In this role, Patton will oversee the organization’s administrative and financial functions and will continue to lead its development program, working with Communications and Outreach Associate Sophie Shelton to achieve strategic marketing, communications and fundraising goals.
A valued member of the Foothills Conservancy staff since 2014, Patton first joined the land trust as development director, immediately increasing the public’s awareness of the organization’s conservation work through the creation of new collaborative events including Acres and Ales (partnering with Brown Mountain Bottleworks) and Brews for Views (partnering with Granite Falls Brewery), the introduction of Land Trust, an annual signature beer courtesy of Morganton’s Fonta Flora Brewery and—new for 2018—Proceeds for Places, which asks local businesses to donate a portion of their proceeds to the conservancy on Land Trust Day, June 2, 2018, and also includes a new membership drive at the Marion-based bottle shop, Refinery 13.
Patton has also grown the conservancy’s social media awareness and streamlined the organization’s communications, resulting in new and increased media coverage.
“Beth is a committed, hard-working professional who has proven her dedication to Foothills Conservancy’s conservation mission time and again,” said Executive Director Andrew Kota. “She is a pleasure to work with and I am confident that our board of directors’ decision to promote Beth to associate director will enhance our organization for future success.”
Born in Fairfax, Virginia, and raised on a 303-acre Century Farm in Poolesville, Maryland, Patton is devoted to seeing farms, forests, watersheds, and our natural world preserved. She lives in Morganton with her husband, Corey and two children, Sadie and Avery. Patton is a graduate of the University of North Carolina at Wilmington, where she earned a Bachelor of Science degree in Business Administration.

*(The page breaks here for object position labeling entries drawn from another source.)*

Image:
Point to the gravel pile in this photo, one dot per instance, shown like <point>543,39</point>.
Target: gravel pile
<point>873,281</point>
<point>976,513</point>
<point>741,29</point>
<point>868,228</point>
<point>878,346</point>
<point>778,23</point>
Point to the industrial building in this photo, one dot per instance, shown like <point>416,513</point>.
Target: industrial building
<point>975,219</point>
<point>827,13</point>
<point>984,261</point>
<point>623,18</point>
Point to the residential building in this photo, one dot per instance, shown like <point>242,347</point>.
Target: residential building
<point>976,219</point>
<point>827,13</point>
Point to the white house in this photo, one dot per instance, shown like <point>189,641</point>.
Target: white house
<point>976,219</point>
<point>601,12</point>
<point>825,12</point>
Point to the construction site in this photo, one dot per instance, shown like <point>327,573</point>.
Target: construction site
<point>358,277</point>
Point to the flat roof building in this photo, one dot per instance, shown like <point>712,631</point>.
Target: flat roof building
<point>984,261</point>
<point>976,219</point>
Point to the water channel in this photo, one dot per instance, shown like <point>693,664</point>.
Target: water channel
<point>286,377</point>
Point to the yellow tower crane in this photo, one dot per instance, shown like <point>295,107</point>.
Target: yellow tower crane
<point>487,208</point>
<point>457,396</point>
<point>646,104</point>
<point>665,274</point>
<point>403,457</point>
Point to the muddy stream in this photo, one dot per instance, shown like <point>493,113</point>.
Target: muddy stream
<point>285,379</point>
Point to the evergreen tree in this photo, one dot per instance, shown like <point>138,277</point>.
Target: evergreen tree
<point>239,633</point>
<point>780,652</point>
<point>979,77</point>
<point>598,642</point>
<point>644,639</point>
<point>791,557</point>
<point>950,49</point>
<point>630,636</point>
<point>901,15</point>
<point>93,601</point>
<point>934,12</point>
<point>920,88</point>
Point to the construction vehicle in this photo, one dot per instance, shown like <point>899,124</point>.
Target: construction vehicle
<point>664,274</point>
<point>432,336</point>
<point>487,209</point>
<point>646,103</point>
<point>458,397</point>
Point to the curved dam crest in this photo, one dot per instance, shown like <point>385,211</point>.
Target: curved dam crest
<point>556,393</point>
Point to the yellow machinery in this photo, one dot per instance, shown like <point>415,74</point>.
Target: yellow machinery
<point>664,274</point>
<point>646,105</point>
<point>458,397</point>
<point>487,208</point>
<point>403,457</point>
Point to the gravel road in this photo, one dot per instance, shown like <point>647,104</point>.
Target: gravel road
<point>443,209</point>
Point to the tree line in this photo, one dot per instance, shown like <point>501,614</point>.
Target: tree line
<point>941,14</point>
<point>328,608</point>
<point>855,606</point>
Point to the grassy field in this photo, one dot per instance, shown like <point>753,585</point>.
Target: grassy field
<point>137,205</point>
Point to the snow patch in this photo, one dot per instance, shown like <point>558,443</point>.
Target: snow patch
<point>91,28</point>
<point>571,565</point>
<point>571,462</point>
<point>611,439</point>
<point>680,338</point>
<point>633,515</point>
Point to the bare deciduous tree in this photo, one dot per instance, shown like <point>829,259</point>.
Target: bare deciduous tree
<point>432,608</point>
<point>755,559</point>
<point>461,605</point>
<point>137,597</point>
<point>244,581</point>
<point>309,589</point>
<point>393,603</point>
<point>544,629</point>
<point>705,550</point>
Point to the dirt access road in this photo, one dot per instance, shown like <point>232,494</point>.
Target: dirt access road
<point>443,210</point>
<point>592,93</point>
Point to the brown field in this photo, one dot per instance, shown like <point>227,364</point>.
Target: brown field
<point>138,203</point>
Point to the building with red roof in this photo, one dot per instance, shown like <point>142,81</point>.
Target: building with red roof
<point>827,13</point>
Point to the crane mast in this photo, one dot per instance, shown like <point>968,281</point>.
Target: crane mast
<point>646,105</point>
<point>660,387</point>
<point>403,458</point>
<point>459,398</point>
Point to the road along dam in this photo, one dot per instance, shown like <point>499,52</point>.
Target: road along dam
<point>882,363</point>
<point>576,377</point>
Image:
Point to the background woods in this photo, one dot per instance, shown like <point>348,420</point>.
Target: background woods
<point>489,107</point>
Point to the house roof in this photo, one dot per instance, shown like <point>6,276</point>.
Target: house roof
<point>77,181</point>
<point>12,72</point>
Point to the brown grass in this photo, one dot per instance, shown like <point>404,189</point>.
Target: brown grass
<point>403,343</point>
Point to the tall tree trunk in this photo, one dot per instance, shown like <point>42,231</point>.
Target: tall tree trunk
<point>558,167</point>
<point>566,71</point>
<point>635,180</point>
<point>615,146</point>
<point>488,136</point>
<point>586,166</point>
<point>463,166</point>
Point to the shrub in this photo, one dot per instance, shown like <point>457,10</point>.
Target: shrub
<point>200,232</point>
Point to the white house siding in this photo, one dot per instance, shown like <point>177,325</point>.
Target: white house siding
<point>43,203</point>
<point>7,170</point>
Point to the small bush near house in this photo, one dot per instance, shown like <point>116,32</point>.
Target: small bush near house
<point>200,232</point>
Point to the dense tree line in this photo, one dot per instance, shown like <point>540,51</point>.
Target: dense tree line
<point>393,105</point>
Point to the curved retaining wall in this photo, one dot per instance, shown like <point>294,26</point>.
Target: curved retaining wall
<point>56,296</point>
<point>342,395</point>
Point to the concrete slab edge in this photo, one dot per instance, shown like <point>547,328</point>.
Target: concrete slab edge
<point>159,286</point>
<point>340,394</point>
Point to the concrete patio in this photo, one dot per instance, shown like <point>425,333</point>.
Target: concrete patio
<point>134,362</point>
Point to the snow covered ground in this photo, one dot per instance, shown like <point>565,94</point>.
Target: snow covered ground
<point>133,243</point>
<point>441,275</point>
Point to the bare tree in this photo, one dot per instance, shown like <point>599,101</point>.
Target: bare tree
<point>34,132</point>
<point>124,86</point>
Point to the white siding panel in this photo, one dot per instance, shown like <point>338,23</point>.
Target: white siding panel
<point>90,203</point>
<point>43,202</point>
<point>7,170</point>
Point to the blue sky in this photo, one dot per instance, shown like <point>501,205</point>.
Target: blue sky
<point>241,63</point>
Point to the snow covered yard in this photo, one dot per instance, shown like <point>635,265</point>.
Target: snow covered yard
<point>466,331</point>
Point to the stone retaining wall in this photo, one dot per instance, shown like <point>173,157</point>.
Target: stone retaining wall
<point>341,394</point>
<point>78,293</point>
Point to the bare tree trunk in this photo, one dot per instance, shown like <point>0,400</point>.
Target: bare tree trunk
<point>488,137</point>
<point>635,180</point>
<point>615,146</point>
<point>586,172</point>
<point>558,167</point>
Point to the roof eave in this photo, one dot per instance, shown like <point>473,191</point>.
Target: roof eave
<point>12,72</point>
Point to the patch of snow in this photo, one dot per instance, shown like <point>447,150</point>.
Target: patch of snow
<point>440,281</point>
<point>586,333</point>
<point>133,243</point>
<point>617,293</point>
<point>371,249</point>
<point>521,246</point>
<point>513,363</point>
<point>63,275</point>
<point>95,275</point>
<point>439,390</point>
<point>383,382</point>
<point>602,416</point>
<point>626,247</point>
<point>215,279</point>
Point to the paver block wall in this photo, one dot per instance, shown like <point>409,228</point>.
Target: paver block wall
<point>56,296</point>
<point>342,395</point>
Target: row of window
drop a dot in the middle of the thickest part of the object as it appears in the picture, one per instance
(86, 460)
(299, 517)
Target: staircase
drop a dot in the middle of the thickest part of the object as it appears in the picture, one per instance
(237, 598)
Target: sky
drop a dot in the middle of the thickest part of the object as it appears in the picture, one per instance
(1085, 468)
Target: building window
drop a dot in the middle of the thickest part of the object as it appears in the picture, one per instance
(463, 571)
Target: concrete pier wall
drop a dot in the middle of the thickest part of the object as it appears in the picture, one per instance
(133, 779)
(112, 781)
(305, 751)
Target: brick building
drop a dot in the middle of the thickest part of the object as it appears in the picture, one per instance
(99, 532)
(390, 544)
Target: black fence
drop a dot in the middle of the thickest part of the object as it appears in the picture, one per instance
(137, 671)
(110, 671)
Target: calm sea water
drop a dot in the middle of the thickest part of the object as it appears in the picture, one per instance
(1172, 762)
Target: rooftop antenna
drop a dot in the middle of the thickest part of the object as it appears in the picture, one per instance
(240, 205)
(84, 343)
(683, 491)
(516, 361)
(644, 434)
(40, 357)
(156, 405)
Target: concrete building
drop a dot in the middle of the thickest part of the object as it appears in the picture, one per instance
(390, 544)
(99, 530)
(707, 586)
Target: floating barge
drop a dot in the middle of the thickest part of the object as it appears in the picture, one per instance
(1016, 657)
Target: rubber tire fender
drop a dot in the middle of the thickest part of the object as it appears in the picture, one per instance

“I grew up close to the land on 303 acres that have been in my family since 1871,” said Patton. “This working farm continues to be a productive part of Maryland agriculture and shaped the way I view our natural world. I was drawn to Foothills Conservancy because I grew up valuing conservation, so I love talking about the importance of protecting land, provoking thoughtful interactions with donors, and exploring new and exciting ways to tell the Foothills Conservancy story. For me our work is more than just a job—it’s part of who I am.”